El problema está presente

Este tipo de hechos, por sus características sociopatológicas, puede llamarse violencia juvenil, y así evitar la palabra bullying, que es precisamente la adecuada pero que algunos pretenden circunscribirla al ámbito escolar.
Esta violencia juvenil ha explotado últimamente en nuestra ciudad con casos elocuentes en los operativos de Tránsito, jóvenes imponiéndose físicamente contra los agentes, y en las salidas de los boliches, chicas y chicos unos contra otros.

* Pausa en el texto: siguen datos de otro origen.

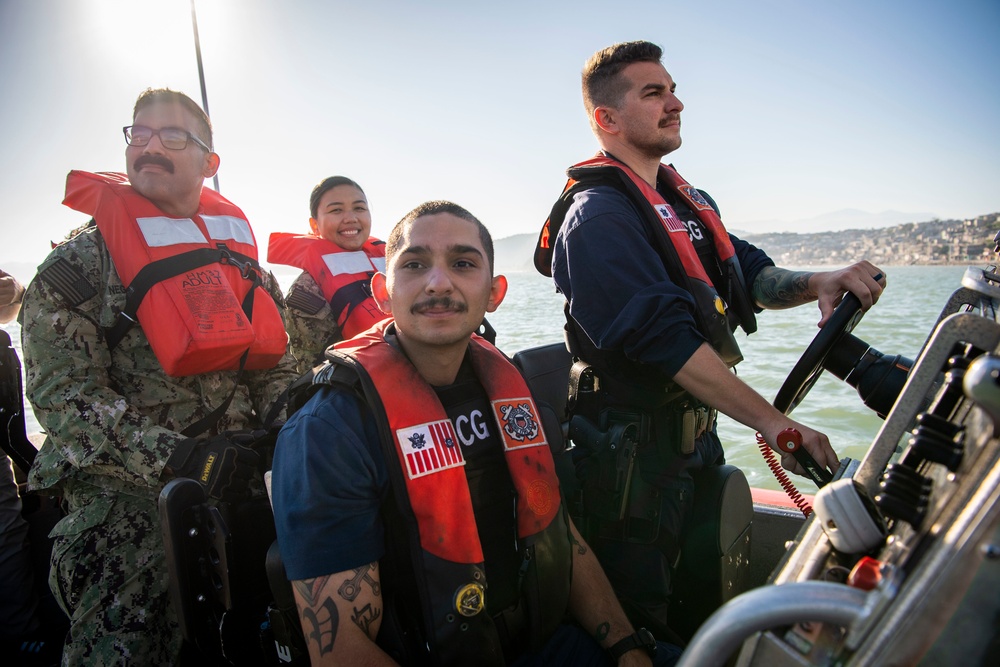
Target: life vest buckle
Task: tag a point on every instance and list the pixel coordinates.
(246, 268)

Todos estos hechos no habrían tomado mayor estado público si no fuera por el video difundido a nivel nacional donde una joven agrede a golpes a otra, a la salida de Zoo, ante la pasiva mirada de varios jóvenes.

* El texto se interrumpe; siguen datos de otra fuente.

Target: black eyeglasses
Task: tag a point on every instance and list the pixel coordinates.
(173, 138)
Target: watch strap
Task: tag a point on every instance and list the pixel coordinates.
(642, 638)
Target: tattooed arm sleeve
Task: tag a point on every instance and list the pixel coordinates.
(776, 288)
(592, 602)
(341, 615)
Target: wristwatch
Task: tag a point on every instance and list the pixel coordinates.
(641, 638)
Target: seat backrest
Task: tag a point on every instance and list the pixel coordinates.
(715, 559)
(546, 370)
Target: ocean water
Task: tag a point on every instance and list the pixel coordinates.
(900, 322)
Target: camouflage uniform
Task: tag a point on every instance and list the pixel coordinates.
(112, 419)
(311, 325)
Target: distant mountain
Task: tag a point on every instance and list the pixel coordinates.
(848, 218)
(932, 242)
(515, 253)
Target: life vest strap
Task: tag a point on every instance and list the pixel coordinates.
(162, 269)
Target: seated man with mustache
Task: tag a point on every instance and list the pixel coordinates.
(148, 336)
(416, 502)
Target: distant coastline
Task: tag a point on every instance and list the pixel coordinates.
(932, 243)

Tal es la preocupación que reina en otras comunidades, que días atrás, el diario UNO publicó una suerte de ranking nacional donde Gualeguay figuraba con aquel famoso video.
Paralelamente, mientras la sociedad reaccionaba de distinta forma ante esta publicación, la provincia, a través de la agencia APF, se enteraba del caso local donde una menor embistió a rebencazos a dos amigas mientras la alentaban sus padres.
Ambas noticias, replicadas por Gualeguay21 por las serias implicancias que tienen en el desarrollo social local, dispararon diferentes opiniones sobre este preocupante flagelo social que debería preocupar y ocupar a toda la comunidad.
Entre las distintas manifestaciones provocadas, hubo quienes desestimaron la gravedad del tema argumentando que esto ha ocurrido siempre, cuando, si bien siempre hubo hechos violentos, nunca de estas características involucrando a jóvenes menores de edad y con tanta frecuencia.
Del mismo modo, otros pretendieron restarle importancia al problema justificándolo porque ocurre en todos lados, lo cual no deja de ser cierto, ya que estos brotes de violencia se ven a lo largo y ancho del país, pero son muy pocas las sociedades necias que no reconocen en esto un problema social de incipiente peligrosidad y que no reaccionan en tal sentido.
Por último, existen quienes consideran que estos hechos no deben informarse ni difundirse por el daño que le hacen a la ciudad, ya que la trascendencia de estos hechos afectaría la imagen.
Esta gente pretende conservar a Gualeguay con una imagen irreal de si misma, algo que contradice algunos preceptos democráticos y filosóficos importantes, ya que los vecinos de una comunidad tienen derecho a informarse sobre la realidad que viven y, al mismo tiempo, tienen derecho a saber qué es lo que tienen que corregir antes de que les explote en las manos.
Es así como evolucionan las comunidades.
Si no nos hacemos cargo de nuestros problemas, si preferimos menospreciarlos antes que asumirlos, y si, encima, pretendemos esconderlos para proyectar que vivimos en un paraíso, estamos en una situación más que grave.
Las comunidades modernas y maduras entienden que para crecer como sociedad deben hacerse cargo de sus problemas, asumir su verdadero grado de importancia, siempre entendiendo que para vivir en un paraíso hay que trabajar denodadamente para construirlo y conservarlo.
En definitiva, ignorar la existencia de la violencia juvenil o bullying es más grave que el problema en sí.
El bullying existe, no solo existe en nuestra ciudad, sino que existe en nuestra ciudad con niveles preocupantes de frecuencia y violencia.
Finalmente, es bienvenida una ley que ayude a la lucha contra este flagelo juvenil, pero la ley, para ser efectiva, debe ser acompañada por una sociedad cosnciente del problema y dispuesta a atacarlo.